Do not adjust your sets. Both the Astros and Rangers had a pinkish hue to their wardrobes Sunday in honor of Mother's Day. While it looked disorientating to some, Dallas Keuchel quickly adjusted. After a rough beginning, the southpaw tossed seven shutout innings of three-hit ball with eight strikeouts as Houston won the weekend series over the Rangers, 6-1, to stay one game ahead of the Angels in the AL West. The Champs opened up a 6-4 lead in the race for the Silver Boot.
Big Pink Machine celebrates
(c) Karen Warren/Houston Chronicle
Evan Gattis and Carlos Correa continued their hot weekends at the plate while Alex Bregman and Yuli Gurriel co-starred with two hits apiece and two runs scored.
A pair of three-run innings led Houston to victory.

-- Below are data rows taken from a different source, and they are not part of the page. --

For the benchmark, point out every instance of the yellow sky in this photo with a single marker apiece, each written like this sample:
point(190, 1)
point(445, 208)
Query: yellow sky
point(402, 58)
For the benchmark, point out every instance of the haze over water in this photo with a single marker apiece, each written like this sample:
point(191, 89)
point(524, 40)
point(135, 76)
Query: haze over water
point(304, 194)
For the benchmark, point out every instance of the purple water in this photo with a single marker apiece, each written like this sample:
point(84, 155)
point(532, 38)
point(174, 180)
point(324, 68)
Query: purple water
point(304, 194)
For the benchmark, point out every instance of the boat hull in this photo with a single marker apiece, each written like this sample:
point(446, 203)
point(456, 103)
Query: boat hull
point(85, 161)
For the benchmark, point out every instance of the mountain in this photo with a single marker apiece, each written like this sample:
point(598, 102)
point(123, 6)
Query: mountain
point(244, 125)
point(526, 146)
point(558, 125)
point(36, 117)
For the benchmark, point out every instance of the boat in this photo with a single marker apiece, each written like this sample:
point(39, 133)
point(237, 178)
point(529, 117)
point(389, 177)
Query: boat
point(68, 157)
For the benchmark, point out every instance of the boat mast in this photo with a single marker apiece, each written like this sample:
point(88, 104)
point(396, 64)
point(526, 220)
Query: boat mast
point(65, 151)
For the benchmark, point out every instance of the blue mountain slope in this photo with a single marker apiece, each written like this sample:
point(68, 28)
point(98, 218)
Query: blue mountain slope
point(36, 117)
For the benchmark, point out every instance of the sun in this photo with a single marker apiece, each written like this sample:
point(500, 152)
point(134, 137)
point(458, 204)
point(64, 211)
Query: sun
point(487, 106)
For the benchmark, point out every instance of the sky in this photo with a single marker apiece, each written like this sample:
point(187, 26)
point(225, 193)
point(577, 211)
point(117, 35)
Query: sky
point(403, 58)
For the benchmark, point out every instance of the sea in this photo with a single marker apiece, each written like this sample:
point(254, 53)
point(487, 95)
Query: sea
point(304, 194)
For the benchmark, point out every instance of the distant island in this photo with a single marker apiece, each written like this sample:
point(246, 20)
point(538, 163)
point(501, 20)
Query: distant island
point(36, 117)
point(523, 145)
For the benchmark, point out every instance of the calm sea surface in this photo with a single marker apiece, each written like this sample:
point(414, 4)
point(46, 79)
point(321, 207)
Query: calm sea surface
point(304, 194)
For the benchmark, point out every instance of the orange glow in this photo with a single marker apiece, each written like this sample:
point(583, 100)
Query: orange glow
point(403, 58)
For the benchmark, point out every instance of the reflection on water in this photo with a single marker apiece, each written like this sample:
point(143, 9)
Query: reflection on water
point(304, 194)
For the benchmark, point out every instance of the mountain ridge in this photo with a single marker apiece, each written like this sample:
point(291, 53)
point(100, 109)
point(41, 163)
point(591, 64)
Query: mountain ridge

After Gurriel singled home Bregman in the third to open the scoring against losing pitcher Matt Moore, Gattis connected on a two-run bomb that exploded off his bat and sailed against the limestone beyond left-center.

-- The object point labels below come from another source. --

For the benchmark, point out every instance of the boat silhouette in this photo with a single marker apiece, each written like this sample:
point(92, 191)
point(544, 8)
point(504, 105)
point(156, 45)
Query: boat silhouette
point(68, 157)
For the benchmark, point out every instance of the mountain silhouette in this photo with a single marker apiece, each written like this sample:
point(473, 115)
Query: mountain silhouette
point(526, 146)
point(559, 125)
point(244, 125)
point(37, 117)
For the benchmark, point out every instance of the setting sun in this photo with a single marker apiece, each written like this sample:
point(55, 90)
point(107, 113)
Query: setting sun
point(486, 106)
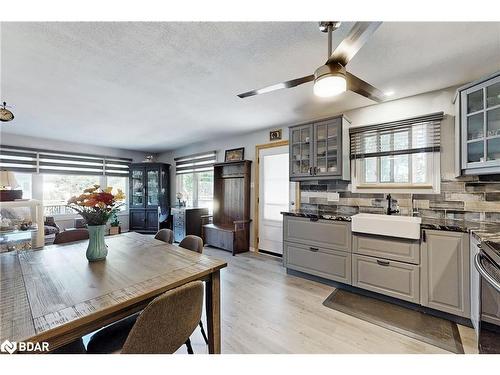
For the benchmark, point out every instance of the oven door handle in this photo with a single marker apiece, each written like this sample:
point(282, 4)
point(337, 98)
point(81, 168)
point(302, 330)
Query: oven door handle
point(484, 273)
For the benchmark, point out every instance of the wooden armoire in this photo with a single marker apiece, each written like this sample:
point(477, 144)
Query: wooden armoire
point(229, 226)
point(149, 196)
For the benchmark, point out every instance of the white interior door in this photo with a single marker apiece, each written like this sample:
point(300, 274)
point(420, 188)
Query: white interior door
point(274, 190)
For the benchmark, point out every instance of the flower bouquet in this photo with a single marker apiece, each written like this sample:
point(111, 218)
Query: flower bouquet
point(96, 206)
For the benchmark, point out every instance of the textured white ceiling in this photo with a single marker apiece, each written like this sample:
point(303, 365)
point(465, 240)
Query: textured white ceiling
point(159, 86)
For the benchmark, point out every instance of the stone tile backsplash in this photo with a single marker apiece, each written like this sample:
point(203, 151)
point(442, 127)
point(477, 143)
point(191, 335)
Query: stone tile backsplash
point(466, 198)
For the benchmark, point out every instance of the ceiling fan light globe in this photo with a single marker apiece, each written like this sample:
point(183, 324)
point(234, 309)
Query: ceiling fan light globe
point(329, 85)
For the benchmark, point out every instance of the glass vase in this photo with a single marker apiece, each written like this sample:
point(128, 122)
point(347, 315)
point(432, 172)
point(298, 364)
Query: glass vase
point(97, 249)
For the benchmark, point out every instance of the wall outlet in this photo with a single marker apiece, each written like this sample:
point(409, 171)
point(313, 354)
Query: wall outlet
point(332, 197)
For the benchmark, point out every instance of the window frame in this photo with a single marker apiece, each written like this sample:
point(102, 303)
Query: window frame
point(37, 193)
point(196, 180)
point(433, 177)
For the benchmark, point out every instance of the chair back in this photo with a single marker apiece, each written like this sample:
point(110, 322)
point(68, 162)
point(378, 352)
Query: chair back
point(165, 235)
point(192, 242)
point(71, 236)
point(167, 322)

In the seventh, the Astros had something of a repeat. Correa drilled a two-run shot to left-center with Bregman scoring ahead of him then Derek Fisher launched a sacrifice fly to plate Gurriel.

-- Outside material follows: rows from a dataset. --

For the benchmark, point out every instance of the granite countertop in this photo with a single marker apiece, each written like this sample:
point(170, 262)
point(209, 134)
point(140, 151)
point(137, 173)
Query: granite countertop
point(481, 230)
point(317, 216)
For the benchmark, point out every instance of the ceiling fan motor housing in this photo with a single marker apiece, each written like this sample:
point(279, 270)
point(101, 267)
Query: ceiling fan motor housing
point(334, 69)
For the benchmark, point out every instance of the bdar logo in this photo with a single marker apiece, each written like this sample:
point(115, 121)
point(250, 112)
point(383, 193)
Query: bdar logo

The Rangers' only run was a solo homer by Carlos Perez against Hector Rondon who needed Tony Sipp to bail him out of further trouble. Brad Peacock struck out the side in the ninth to end it.
Next up is a three-game visit to Anaheim before flying home to Houston to face the Indians and Giants. Lance McCullers (5-1) will pitch the 9:07 pm Central Monday beddy-bye opener against lefty Andrew Heaney (1-2).
Comparing the two squads is fascinating. 26-16 Houston is tied in the loss column with Anaheim (24-16). Although the Astros have been underwhelming at home (12-10), the Angels are even worse (10-12). Both teams have scored an identical 202 runs this year but the Angels have allowed 57 more runs than Houston in two fewer games. While Anaheim is right on track with their Pythagorean record, the Astros *ought* to be 31-11 based on run differential.
Therein is your tale of the tape. One's underperforming while the other is producing what is expected of them.